In terms of what is shared back, the tool will provide patients’ risk with various treatments of having complications such as sexual dysfunction, urinary problems and bowel problems, alongside their chances of cancer control and cure. But all of this will be assessed in terms of their priorities. For some men, maintaining sexual function is worth potentially trading years of life, while others may not want a financial hardship.
Discoveries: Are you able to build the latest treatment options into the tool, based on the CEASAR data?
Penson: The original CEASAR study reflects treatments commonly used about seven years ago. Most have not changed significantly. In general, the CEASAR data are still highly relevant today.
For some new treatments on the horizon—focal therapy, for example—we don’t have much information within the CEASAR study. So, we can’t yet guide men in that regard. As most men with prostate cancer live many years, or decades, after diagnosis, we’ll need to wait on longer-term outcomes data on those new treatments.
Discoveries: An update to the CEASAR study has been funded. What will be the focus?
Penson: Dr. Daniel Barocas has taken the CEASAR baton and run with it. The focus will be a ten-year follow-up with the original cohort. Today, we catch prostate cancer earlier than we did 30 or 40 years ago. This update will help us understand what happens to men not just one, two or five years after diagnosis, but ten and twenty years later.

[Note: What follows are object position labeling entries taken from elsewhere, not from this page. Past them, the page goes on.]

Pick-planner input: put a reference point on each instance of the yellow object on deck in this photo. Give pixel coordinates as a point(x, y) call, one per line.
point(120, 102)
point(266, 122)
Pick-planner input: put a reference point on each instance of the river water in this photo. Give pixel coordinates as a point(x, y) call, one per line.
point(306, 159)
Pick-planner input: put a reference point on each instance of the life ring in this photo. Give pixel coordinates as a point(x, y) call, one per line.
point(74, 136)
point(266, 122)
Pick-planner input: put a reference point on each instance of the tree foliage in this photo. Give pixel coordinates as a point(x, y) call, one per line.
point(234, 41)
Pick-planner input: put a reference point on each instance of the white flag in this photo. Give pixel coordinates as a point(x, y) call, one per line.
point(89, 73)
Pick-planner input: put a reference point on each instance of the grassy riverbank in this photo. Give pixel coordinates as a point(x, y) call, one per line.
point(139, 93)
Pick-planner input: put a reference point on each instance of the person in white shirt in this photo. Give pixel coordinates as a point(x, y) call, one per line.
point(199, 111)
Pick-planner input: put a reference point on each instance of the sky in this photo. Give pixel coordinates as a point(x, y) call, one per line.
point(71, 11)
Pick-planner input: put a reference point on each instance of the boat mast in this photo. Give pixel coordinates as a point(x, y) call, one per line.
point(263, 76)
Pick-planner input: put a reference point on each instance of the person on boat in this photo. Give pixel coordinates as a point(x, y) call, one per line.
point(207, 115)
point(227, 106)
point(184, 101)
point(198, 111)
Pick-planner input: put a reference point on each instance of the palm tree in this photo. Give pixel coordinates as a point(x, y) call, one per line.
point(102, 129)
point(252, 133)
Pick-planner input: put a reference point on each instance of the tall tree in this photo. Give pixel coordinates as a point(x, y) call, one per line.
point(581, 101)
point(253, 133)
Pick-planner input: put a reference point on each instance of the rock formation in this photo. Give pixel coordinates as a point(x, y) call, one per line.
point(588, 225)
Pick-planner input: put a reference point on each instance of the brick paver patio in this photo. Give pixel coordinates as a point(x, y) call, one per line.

Many of these men will still be alive. We’ll be asking about their cancer recurrence, financial impact and how their disease has affected them. We’re also interested in how other diseases have interacted with their diagnosis of prostate cancer over time. When men make decisions, we don’t want them to make decisions for 10 percent of their remaining life. That’s not adequate to make a smart decision. It should be an incredible study offering one of the longest follow-ups to prostate cancer treatment yet. We’re excited.